Nataly Delgado brilla en Orlando y conquista el título mundial
La boxeadora panameña Nataly Delgado ha logrado un hito en su carrera al convertirse en la nueva campeona mundial supermosca de la Asociación Mundial de Boxeo (AMB). Este emocionante triunfo se dio en el Hotel Caribe Royale de Orlando, Florida, donde Delgado se enfrentó a la campeona regular, Jasmine Artiga. El resultado fue una clara victoria para la panameña, quien ganó por decisión unánime con un marcador de 97-93 en las tres tarjetas de los jueces.
Un recorrido lleno de esfuerzo y dedicación
Nataly, quien cuenta con un récord de 21 victorias, 7 derrotas y 2 empates (5 por nocaut), ha demostrado ser una luchadora incansable. A lo largo de su carrera, ha enfrentado numerosos desafíos y, a pesar de haber considerado retirarse en el pasado, decidió seguir adelante con su pasión por el boxeo. Este triunfo no solo representa su consagración como campeona mundial, sino también un reconocimiento a su esfuerzo y dedicación en el deporte.

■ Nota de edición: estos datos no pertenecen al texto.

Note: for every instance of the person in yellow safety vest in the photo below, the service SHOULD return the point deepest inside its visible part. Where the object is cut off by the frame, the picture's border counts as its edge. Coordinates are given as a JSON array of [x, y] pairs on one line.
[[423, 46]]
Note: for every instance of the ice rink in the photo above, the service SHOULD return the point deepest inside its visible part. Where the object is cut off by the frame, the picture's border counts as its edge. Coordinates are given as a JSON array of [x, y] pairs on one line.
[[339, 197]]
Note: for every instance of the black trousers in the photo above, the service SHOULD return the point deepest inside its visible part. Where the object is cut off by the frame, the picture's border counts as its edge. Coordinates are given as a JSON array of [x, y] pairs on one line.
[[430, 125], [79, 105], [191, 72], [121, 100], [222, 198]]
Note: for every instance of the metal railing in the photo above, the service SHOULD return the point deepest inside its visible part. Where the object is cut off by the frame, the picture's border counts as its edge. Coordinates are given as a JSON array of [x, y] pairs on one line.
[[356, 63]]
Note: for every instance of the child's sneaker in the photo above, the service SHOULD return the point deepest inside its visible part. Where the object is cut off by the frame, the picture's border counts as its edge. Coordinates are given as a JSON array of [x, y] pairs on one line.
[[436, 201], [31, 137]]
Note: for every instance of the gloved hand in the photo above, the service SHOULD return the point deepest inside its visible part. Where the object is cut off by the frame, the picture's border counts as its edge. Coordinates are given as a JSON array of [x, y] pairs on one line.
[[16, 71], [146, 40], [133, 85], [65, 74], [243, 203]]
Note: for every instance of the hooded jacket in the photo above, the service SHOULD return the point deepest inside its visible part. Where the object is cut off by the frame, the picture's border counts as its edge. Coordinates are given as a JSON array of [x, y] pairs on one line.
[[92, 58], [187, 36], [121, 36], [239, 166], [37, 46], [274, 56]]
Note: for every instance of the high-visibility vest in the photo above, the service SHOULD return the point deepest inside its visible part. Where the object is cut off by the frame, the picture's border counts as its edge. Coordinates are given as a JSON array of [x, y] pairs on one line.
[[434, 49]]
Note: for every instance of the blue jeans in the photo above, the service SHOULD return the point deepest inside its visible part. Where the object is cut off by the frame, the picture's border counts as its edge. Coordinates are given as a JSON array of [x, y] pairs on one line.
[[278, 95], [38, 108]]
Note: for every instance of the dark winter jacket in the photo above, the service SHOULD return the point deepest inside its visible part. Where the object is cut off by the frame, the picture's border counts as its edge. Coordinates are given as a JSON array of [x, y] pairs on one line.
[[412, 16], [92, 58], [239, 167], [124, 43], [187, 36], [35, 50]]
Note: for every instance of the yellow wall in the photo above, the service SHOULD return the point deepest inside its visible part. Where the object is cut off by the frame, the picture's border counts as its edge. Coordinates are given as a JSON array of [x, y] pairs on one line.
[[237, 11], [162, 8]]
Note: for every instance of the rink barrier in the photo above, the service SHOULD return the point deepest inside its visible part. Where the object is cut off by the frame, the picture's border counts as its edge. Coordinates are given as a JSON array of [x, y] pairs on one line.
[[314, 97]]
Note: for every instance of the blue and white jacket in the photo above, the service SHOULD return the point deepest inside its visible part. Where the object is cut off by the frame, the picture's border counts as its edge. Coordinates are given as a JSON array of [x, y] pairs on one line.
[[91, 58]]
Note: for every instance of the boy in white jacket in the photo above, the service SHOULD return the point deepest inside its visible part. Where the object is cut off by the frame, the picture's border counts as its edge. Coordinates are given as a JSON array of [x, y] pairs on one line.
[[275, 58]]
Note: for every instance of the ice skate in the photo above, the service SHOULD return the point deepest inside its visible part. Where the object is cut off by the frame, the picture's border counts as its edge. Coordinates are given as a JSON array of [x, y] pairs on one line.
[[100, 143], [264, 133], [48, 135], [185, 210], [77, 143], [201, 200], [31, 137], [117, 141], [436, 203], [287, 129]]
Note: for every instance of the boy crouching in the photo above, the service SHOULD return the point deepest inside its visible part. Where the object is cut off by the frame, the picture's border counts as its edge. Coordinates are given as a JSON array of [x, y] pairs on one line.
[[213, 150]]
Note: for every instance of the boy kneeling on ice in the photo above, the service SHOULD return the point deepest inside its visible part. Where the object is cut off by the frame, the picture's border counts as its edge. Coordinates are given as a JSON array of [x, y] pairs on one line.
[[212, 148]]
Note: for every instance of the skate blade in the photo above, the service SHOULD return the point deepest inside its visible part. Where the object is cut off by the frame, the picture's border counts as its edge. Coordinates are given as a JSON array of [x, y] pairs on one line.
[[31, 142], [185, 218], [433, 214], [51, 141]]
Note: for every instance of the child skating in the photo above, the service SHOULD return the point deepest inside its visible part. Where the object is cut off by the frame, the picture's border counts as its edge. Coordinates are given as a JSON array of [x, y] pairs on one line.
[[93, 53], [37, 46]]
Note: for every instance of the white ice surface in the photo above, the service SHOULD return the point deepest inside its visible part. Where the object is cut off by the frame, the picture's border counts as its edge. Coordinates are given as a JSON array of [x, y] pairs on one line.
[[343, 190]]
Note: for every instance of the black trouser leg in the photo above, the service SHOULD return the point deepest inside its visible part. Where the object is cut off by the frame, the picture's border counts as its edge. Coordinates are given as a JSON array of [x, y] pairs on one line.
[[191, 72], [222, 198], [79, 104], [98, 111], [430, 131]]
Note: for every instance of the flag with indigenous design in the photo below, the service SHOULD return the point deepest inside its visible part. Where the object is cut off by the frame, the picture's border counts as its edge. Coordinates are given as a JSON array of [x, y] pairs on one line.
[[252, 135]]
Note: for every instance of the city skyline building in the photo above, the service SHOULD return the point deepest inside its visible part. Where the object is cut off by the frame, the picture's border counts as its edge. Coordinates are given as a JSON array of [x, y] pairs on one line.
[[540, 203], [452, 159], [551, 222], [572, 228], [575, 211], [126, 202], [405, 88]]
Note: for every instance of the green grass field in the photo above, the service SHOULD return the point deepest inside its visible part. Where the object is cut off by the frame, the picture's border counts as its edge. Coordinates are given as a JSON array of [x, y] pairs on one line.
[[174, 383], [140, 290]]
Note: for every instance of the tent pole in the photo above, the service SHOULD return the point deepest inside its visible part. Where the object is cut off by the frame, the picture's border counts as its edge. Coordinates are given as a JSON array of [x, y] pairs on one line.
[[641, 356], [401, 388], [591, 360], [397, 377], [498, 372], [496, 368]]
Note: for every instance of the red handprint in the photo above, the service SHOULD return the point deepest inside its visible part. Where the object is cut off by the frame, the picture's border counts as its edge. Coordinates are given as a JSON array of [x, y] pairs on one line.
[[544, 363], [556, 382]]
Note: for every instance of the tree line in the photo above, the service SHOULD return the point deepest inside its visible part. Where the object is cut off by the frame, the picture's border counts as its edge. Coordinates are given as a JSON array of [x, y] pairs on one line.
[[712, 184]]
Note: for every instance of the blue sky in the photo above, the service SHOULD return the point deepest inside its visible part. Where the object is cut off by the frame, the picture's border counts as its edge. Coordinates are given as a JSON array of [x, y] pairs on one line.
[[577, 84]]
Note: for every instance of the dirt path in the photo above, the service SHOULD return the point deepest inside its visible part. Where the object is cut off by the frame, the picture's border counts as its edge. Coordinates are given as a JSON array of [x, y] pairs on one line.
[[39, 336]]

Apoyo incondicional de su equipo y país
El apoyo del Gobierno Panameño y de la embajada de los Estados Unidos en Panamá, liderada por el embajador Kevin Cabrera, ha sido fundamental para el desarrollo de su carrera. Además, su esposo y entrenador, Julio Archibold, aunque no pudo estar en su esquina durante la pelea, confió plenamente en el equipo que la acompañaba, formado por ex campeones mundiales como Ricardo Córdoba y Nicholas Walters, así como el empresario Raúl Cortizo.
“Este es un logro que no solo es mío, sino de todos los que han estado a mi lado”, declaró Nataly tras su victoria.
Un futuro brillante por delante
La victoria de Nataly Delgado solidifica su posición como una de las figuras más destacadas del boxeo femenino en el ámbito internacional. Con su reciente coronación, la panameña se convierte en un símbolo de inspiración para jóvenes boxeadoras y deportistas en general, mostrando que con trabajo y perseverancia, los sueños se pueden alcanzar.
Su éxito en el ring no solo es un triunfo personal, sino también un motivo de orgullo para Panamá, que sigue apoyando a sus atletas en la búsqueda de la excelencia en el deporte.